Глава1. Некоторые основные вопросы исследования высших корковых функций при локальных поражениях мозга

а) Об основных формах нарушения высших корковых функций при локальных поражениях мозга

Оглавление

Классическая неврология разделяла синдромы нарушения высших корковых функций при локальных поражениях мозга на три основные группы, описывая как самостоятельные явления агнозии, апраксии и афазии. К ним присоединялись и более частные расстройства, выступающие в форме алексии, аграфии, акалькулии, амузии и т. д.
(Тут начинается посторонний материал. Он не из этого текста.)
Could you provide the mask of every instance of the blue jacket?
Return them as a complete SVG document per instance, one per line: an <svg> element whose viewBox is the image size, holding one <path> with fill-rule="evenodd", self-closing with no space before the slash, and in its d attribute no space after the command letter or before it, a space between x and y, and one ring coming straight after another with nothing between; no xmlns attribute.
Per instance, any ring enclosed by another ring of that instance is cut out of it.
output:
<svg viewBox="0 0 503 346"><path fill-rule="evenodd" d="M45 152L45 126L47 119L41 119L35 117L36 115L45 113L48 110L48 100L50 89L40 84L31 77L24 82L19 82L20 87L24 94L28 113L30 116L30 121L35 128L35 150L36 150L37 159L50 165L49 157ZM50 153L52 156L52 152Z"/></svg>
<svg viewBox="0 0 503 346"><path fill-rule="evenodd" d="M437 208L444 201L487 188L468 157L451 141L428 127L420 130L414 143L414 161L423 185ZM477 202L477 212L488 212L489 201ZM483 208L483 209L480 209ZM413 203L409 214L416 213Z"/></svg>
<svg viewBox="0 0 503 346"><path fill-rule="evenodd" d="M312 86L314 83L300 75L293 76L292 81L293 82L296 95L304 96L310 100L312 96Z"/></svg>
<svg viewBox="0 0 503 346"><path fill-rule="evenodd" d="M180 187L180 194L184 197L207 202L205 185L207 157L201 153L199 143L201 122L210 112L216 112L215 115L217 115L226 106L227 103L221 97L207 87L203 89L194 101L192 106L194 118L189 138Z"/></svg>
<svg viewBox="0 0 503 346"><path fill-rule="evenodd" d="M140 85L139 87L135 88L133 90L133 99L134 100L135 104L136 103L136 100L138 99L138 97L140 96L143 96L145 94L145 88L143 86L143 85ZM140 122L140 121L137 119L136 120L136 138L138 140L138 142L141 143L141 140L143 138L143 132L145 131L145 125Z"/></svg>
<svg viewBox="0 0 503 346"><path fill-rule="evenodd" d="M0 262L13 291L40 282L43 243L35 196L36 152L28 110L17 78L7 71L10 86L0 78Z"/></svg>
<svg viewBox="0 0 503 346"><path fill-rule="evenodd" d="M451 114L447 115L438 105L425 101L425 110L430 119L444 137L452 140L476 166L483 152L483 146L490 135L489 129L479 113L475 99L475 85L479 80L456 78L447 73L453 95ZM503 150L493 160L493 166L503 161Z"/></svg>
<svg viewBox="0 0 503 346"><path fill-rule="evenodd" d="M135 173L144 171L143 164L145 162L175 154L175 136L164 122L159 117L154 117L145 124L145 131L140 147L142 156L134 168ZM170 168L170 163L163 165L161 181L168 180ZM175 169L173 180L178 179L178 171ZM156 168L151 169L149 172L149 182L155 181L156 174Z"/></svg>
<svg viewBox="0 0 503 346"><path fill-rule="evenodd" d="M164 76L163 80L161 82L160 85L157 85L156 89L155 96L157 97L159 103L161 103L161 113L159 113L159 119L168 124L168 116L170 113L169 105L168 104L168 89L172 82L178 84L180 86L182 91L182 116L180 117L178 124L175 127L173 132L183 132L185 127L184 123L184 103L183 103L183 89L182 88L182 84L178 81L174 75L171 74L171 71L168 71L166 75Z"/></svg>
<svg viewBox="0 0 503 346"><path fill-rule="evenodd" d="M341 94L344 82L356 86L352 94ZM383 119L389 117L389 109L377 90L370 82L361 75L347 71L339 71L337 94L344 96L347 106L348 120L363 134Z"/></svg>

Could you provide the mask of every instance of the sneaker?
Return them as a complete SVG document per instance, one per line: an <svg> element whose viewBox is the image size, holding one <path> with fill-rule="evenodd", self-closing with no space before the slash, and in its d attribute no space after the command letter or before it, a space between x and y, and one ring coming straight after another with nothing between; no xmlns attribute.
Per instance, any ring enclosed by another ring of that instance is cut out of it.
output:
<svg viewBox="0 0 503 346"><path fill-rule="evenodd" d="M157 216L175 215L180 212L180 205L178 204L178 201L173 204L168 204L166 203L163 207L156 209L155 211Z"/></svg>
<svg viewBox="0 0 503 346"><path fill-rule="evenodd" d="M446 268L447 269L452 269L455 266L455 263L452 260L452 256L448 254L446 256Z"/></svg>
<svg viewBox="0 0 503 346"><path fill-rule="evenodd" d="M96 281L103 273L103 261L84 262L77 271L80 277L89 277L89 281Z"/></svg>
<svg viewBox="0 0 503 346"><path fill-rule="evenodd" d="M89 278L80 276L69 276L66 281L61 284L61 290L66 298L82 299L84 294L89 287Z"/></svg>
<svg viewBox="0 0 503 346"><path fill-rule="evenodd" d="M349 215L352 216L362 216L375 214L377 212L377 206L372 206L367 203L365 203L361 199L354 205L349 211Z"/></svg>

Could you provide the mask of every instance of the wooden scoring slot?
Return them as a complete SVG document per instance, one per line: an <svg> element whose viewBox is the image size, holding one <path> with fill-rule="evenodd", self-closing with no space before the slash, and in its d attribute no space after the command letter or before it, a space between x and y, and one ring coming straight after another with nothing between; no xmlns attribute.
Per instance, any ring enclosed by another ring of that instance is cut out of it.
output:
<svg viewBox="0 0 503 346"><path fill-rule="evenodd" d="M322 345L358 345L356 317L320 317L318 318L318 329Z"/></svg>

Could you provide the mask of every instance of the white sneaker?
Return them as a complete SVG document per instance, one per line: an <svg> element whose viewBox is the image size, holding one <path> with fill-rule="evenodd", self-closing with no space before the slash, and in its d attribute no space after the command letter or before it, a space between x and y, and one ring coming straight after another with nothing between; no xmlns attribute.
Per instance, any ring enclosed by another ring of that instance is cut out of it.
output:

Выделение основных синдромов агнозии, апраксии и афазии имеет свои клинические основания.

Действительно, при исследовании нарушений высших корковых функций при очаговых поражениях мозга часто на первый план выступают либо познавательные, либо двигательные, либо символические расстройства. Однако в настоящее время подобный подход к патологии высших корковых функций при локальных поражениях мозга встречает как фактические, так и теоретические возражения. Выделение синдромов агнозии, апраксии и афазии как четко очерченных самостоятельных симптомокомплексов исходило из мысли о том, что эти страдания протекают обособленно как от нарушений более элементарных функций, так и друг от друга.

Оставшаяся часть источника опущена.